Today’s decision to hold was based on the fact that inflation was falling faster than the RBA forecasts, with the quarterly inflation figure coming in at 4.1% and the monthly inflation number coming in at 3.4% for December, as we had anticipated. Additionally, the unemployment rate is rising, and GDP growth is weaker. Furthermore, AMP’s jobs leading indicator is now negative, indicating a sharp contraction in employment. Money markets have fully priced in the first rate cut in August and another in December, with a 57% probability of a cut in June. These do tend to flip-flop around a fair bit based on changes in sentiment. Nevertheless, it’s an interesting data point.

On the housing front, the growth in house prices nationally is starting to slow, with prices increasing at a decreasing rate. This should also be a positive sign for the RBA. It should be noted that not all markets are slowing down. Both rents and prices in Perth continue to accelerate. This has been due to the fastest population growth in the country coupled with the fact that it has the lowest median price of any major capital.

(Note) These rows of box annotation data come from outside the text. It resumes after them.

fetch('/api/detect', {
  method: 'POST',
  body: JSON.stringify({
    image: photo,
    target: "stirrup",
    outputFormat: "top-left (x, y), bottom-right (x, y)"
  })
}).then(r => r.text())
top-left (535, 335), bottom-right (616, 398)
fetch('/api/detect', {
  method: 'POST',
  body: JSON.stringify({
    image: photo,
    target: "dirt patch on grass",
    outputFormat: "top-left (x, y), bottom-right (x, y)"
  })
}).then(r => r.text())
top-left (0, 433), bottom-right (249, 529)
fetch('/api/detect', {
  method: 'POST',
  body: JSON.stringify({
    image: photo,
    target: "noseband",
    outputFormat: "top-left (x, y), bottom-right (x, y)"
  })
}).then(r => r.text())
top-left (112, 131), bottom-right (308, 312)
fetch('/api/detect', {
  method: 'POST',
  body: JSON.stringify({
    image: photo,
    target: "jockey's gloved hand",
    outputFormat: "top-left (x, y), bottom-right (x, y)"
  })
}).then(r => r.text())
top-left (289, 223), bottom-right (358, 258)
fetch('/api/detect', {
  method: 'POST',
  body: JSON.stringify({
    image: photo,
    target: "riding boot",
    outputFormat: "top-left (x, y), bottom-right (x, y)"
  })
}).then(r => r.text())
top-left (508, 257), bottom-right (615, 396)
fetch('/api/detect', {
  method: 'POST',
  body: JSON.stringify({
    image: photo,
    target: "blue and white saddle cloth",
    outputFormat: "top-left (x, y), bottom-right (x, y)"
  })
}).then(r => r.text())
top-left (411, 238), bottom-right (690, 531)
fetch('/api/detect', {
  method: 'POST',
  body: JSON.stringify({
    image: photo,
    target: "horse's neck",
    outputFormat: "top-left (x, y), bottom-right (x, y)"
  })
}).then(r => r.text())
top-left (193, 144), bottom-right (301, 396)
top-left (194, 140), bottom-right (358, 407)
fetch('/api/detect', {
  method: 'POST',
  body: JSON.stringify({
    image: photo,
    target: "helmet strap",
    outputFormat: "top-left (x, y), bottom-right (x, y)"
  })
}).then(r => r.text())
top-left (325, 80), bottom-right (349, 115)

Earlier this year, all four major banks in Australia had unanimously called for interest rate cuts of between one and three percent. This is the first time for a unanimous call for cuts this cycle. In addition, the RBA downgraded its own inflation and growth forecasts and upgraded its unemployment forecasts. I guess the picture looks obvious to everyone now.

What else has been happening?

Right now, there appear to be four theatres of conflict around the world which are difficult to understand without knowledge of history to give us a frame of reference. I recently gave a lengthy presentation about this to the Blue Wealth staff and may include it in future blog posts. Suffice it to say that the mainstream narrative is deeply puzzling and doesn’t seem to stand up to logical rigor.

For now, the main area of interest is the Middle East, with the Biden administration and media having largely forgotten about Ukraine and Russia. We can see this clearly in the Google Search trends.

There has been an escalation in the fighting between the Houthis in Yemen and the US as the Israel-Palestine conflict begins to spill out into the wider region. The US has now struck targets in Iraq and Syria, although it’s obvious that the current conflict is effectively a proxy war between the US and Iran. Two countries with a history of conflict going back to at least 1952 with the overthrow of Iran’s democratically elected leader Mohammad Mosaddegh by Kermit Roosevelt Jr. (former president Teddy Roosevelt’s grandson). This was a joint operation between the CIA and MI6, and it resulted in the takeover of Iran’s oil industry.

There hasn’t really been any fallout from this that we have felt, with West Texas Intermediate (WTI) Brent Crude Oil prices still sitting around $72. In addition, the Houthi blockade of US, UK, and Israeli cargo through the Red Sea has only added around 1-2% in costs to final goods for containerised freight between Asia and Europe. However, the last stages of an empire are typically marked by major conflicts, both internal and external; we’ll continue to watch this space closely to see how things pan out.